Venerdì 19 aprile, a marciare pacificamente lungo l’autostrada c’erano circa 10 mila persone, che protestavano contro la decisione di correre la gara nonostante la situazione di violenza costante nel paese, e contro il regime di re Hamad bin Isa Al Khalifa.
Molto meno pacifiche sono state invece le proteste attorno al circuito di gara, che hanno lasciato sulla strada almeno 40 feriti secondo le fonti della Bahrain Youth Society for Human Rights (BYSHR).
La mobilitazione di associazioni e ong contro l’appuntamento annuale con la Formula Uno in Bahrein era iniziata già da un paio di settimane, con le quattro lettere aperte inviate agli organizzatori e ai promotori della gara da BCHR, BYSHR, Bahrain Press Association e Campaign Against Arms Trade.
Una chiamata al ritiro e al boicottaggio, nella speranza di una presa di coscienza internazionale della situazione dei diritti civili e politici nel paese. Una chiamata caduta inascoltata.
A riprovarci, proprio a ridosso del via, era stata anche Reporters Sans Frontieres, che aveva lanciato l’iniziativa virale ‘Don’t leave news out of the race‘.
Nell’immagine pubblicitaria, il casco di un pilota riflette la rabbia di un popolo che scende in piazza da due anni per chiedere pari diritti e riforme democratiche.
Lo scopo dichiarato della campagna era portare in luce la politica di disinformazione orchestrata dal governo del Bahrein circa le proteste e la stretta repressiva in atto nel paese.
Nel mentre, dal paese venivano espulsi gli operatori della britannica ITV, colpevoli di aver raccontato degli scontri in atto nei villaggi. Stessa sorte è capitata ad un fotoreporter tedesco, fermato nei pressi di piazza della Perla a Manama.

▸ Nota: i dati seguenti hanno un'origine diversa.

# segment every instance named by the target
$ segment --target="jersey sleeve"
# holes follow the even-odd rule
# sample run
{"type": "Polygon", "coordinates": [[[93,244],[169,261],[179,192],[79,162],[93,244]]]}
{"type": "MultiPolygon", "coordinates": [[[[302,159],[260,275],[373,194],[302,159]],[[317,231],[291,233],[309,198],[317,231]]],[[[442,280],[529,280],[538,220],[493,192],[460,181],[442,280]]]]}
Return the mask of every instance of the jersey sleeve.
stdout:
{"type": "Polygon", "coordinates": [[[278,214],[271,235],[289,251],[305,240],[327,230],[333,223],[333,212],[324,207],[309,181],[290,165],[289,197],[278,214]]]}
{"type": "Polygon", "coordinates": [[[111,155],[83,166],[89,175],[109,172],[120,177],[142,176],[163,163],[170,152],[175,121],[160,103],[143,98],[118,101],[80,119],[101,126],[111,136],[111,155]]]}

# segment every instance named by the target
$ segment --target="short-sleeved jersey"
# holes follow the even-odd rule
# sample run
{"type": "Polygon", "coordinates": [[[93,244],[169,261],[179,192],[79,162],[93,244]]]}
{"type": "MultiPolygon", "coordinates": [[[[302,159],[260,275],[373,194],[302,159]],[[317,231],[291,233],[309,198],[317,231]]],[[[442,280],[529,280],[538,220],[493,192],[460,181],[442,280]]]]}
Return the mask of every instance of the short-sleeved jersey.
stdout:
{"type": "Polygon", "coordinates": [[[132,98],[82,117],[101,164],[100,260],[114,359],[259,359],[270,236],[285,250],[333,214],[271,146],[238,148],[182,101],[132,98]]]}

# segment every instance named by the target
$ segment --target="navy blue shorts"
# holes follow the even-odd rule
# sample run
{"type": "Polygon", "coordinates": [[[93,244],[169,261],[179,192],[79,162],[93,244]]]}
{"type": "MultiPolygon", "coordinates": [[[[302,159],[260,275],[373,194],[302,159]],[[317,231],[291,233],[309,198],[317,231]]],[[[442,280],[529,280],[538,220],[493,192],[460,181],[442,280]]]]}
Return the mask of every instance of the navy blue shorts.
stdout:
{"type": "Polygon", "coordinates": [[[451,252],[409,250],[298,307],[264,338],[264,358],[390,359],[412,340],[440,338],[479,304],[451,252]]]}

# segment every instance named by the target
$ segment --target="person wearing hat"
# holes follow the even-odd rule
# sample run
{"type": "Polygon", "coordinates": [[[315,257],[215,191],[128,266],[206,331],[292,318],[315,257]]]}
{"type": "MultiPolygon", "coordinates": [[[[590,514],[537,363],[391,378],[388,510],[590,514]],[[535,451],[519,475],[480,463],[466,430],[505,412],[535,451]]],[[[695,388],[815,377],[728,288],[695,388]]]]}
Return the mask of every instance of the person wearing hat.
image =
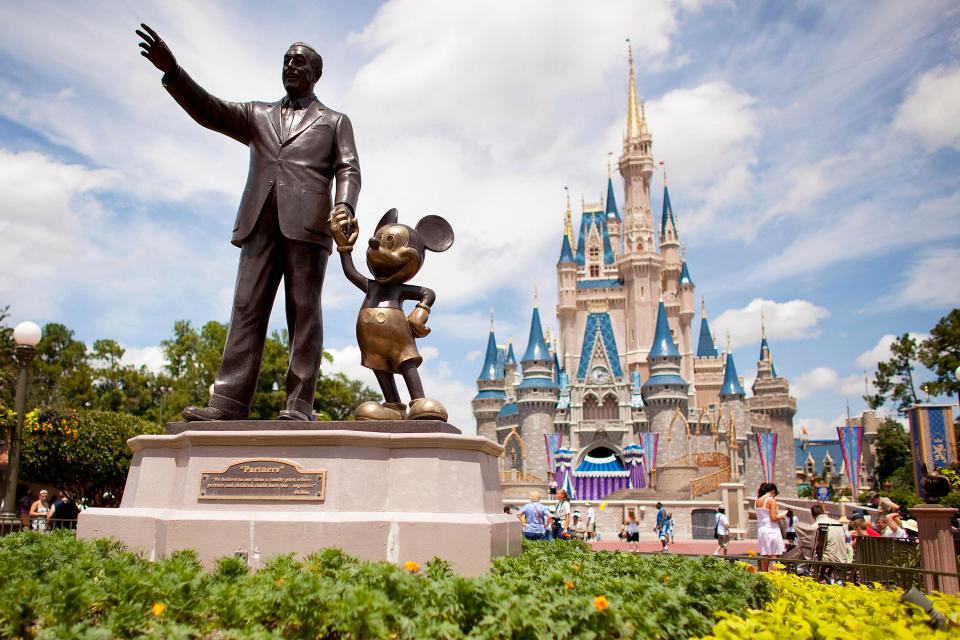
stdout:
{"type": "Polygon", "coordinates": [[[900,526],[907,532],[907,538],[910,540],[916,540],[920,534],[920,530],[917,528],[917,521],[912,518],[910,520],[904,520],[900,526]]]}

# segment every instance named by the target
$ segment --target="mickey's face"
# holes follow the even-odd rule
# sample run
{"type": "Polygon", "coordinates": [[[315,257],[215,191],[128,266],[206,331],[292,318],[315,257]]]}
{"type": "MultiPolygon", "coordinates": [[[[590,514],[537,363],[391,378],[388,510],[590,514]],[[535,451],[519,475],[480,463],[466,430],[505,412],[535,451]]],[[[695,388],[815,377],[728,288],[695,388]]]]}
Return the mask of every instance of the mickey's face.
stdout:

“Il regime sta tentando di usare la gara per un’operazione di candeggio politico volta a coprire le sue continue violazioni dei diritti umani. Ospitando la Formula Uno in Bahrein lancia un messaggio del tipo ‘tutto è tornato alla normalità’. L’uso costante di parole come ‘terrorista’ e ‘vandali’ per demonizzare le voci critiche con il regime è parte della sua campagna per mettere in un angolo le richieste quotidiane di democrazia mentre continua con la sua violenta repressione”.

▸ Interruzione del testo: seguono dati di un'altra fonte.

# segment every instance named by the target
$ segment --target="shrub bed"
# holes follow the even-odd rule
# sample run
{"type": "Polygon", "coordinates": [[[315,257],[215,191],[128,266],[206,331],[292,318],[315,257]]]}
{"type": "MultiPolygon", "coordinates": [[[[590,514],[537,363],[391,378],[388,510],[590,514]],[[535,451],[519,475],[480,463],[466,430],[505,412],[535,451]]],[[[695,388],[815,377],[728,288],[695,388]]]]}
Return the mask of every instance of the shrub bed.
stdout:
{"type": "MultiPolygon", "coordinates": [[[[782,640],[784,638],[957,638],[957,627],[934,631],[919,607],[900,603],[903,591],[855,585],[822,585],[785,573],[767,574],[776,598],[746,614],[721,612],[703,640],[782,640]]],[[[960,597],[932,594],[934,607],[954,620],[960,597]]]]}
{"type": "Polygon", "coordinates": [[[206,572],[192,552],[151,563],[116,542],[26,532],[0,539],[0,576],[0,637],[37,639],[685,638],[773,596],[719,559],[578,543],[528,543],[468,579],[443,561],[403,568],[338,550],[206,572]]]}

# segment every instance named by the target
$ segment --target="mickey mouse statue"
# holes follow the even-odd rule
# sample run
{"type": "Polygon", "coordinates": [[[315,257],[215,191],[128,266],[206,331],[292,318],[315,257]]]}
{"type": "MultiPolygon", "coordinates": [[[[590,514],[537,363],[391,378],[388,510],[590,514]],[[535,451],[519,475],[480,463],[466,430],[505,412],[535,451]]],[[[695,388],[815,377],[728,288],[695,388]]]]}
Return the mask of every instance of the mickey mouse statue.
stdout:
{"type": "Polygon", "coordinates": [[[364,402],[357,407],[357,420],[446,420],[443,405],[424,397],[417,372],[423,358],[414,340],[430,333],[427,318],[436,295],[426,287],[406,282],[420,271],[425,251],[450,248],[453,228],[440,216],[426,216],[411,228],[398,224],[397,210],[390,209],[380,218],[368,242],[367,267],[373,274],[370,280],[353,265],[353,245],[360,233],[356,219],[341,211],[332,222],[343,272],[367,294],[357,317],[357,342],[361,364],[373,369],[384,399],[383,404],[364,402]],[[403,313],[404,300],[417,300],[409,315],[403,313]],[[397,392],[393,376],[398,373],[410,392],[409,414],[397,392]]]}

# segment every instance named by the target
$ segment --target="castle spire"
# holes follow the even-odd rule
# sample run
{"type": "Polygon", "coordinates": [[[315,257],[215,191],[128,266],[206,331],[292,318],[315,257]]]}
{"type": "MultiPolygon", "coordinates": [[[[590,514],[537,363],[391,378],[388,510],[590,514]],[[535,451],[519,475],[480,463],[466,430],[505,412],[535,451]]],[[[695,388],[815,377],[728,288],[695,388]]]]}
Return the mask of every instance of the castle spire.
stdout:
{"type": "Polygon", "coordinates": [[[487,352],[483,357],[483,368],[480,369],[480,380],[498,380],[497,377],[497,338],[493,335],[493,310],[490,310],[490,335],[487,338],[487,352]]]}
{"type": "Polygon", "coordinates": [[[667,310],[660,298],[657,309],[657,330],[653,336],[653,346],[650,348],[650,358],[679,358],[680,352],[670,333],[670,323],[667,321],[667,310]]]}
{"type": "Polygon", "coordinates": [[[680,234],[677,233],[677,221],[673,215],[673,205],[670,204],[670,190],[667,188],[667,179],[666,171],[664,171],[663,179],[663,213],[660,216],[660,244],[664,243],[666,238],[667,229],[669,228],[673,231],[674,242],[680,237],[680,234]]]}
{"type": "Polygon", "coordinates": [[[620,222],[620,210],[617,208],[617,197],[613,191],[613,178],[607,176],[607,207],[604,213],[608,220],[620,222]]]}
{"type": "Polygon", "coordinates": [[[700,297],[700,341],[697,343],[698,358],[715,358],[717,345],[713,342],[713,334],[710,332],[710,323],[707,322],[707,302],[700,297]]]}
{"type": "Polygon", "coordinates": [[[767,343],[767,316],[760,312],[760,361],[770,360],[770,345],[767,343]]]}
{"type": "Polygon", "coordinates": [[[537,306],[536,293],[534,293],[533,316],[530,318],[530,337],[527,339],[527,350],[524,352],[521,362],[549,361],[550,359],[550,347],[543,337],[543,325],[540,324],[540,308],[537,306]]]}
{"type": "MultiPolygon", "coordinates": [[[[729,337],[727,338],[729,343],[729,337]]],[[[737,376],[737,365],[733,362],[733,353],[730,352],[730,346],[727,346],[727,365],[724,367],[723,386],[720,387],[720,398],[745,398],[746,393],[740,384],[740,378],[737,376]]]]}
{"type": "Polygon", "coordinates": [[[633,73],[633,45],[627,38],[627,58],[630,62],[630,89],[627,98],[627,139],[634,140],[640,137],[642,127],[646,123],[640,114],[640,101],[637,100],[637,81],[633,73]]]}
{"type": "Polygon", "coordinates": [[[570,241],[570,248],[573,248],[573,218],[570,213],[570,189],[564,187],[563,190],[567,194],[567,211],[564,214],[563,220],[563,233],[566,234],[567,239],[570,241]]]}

Così commentava Maryam al-Khawaja, e non a torto.
In una intervista rilasciata ad Al Jazeera, a chiamare i manifestanti ‘terroristi’ era stata il ministro dei servizi di Comunicazione, Sameera Rajab, mentre l’iraniana Press TV, organo di informazione in lingua inglese di Teheran, dava la notizia dell’arrivo di mezzi blindati e di armi dalla vicina Arabia Saudita per garantire la sicurezza nel paese durante i giorni della gara.

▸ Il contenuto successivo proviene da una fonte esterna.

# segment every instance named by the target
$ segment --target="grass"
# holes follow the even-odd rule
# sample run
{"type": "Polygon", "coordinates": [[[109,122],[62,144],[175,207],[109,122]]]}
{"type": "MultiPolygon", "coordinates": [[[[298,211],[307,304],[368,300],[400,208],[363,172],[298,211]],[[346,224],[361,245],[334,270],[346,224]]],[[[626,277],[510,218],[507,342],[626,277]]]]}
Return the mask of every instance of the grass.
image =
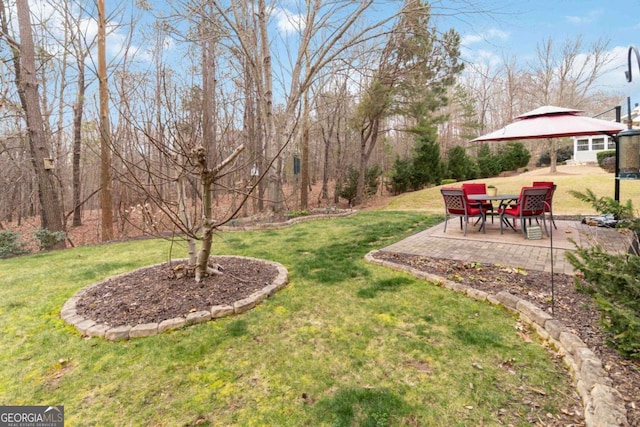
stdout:
{"type": "MultiPolygon", "coordinates": [[[[604,173],[599,168],[586,168],[584,166],[560,166],[559,170],[568,171],[560,174],[542,173],[543,170],[532,171],[511,177],[495,177],[479,179],[470,182],[485,182],[494,185],[502,194],[520,193],[520,188],[531,185],[532,181],[553,181],[557,189],[553,197],[553,212],[559,215],[596,215],[593,207],[569,194],[569,190],[584,192],[587,188],[593,190],[598,197],[614,197],[614,175],[604,173]],[[585,174],[583,170],[594,173],[585,174]]],[[[544,171],[548,171],[546,168],[544,171]]],[[[460,184],[452,184],[459,186],[460,184]]],[[[640,209],[640,192],[638,182],[633,180],[620,181],[620,201],[633,202],[636,209],[640,209]]],[[[442,195],[440,187],[431,187],[412,193],[405,193],[394,198],[386,207],[386,210],[418,210],[429,213],[443,213],[442,195]]]]}
{"type": "Polygon", "coordinates": [[[497,425],[499,412],[525,426],[558,413],[571,381],[512,314],[363,261],[438,220],[363,212],[219,235],[215,253],[281,262],[289,285],[243,315],[121,342],[82,338],[59,310],[166,260],[169,243],[2,260],[0,403],[64,405],[68,426],[497,425]]]}

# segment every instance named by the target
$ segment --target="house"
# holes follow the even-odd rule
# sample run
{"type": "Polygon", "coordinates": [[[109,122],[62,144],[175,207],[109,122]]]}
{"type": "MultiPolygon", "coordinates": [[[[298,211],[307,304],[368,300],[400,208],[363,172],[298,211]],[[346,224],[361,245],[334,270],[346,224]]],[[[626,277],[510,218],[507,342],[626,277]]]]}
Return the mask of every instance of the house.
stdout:
{"type": "MultiPolygon", "coordinates": [[[[622,116],[622,123],[626,123],[629,120],[628,117],[628,114],[622,116]]],[[[635,108],[631,110],[631,118],[634,127],[640,126],[640,105],[636,104],[635,108]]],[[[599,151],[615,149],[616,143],[610,136],[577,136],[573,138],[573,162],[577,164],[596,163],[599,151]]]]}
{"type": "Polygon", "coordinates": [[[578,136],[573,138],[573,162],[596,163],[598,152],[615,150],[616,142],[607,135],[578,136]]]}

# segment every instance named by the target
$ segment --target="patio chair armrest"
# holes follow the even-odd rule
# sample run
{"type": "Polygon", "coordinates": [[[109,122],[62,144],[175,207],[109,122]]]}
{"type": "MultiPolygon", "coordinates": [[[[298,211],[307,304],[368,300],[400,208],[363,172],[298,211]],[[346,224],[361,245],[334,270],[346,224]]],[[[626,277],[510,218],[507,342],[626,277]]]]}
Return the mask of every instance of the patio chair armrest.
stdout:
{"type": "Polygon", "coordinates": [[[498,206],[498,210],[504,210],[506,208],[515,208],[519,204],[520,202],[518,201],[518,199],[503,200],[500,202],[500,206],[498,206]]]}

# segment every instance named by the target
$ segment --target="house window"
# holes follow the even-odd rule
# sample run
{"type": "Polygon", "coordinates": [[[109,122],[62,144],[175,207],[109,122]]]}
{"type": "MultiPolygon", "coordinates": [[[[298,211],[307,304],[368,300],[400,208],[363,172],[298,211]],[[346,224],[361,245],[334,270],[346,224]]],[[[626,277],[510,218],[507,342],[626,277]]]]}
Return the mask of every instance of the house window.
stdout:
{"type": "Polygon", "coordinates": [[[616,149],[616,141],[615,139],[608,139],[607,141],[607,150],[615,150],[616,149]]]}
{"type": "Polygon", "coordinates": [[[593,138],[591,140],[591,150],[593,151],[604,150],[604,138],[593,138]]]}
{"type": "Polygon", "coordinates": [[[579,139],[576,141],[577,151],[589,151],[589,140],[579,139]]]}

E mentre il patron della Formula Uno Bernie Ecclestone rispondeva alla domanda della BBC sulla strumentalizzazione da parte del governo bahreinita della gara, dicendo che sì, il governo aveva fatto una mossa davvero stupida consentendo che la gara avesse luogo, facendola diventare un’arma nella mani della popolazione in rivolta, Maryam al-Khawaja continuava sottolineando come la questione non fosse tanto l’attenzione mediatica rivolta alla gara, ma “chi ricompenserà le vittime di questa gara per il prezzo che stanno pagando per ottenere questa attenzione?”
“Quando le telecamere si saranno spente, la repressione intensificherà la sua vendetta, e il mondo non starà già più guardando”.
A poche ore dalla vittoria di Sebastian Vettel nel circuito di Sakhir, le forze di sicurezza facevano irruzione in un istituto scolastico superiore, sparando lacrimogeni sui ragazzi che protestavano contro l’arresto di un loro compagno avvenuto proprio all’interno della scuola qualche giorno prima.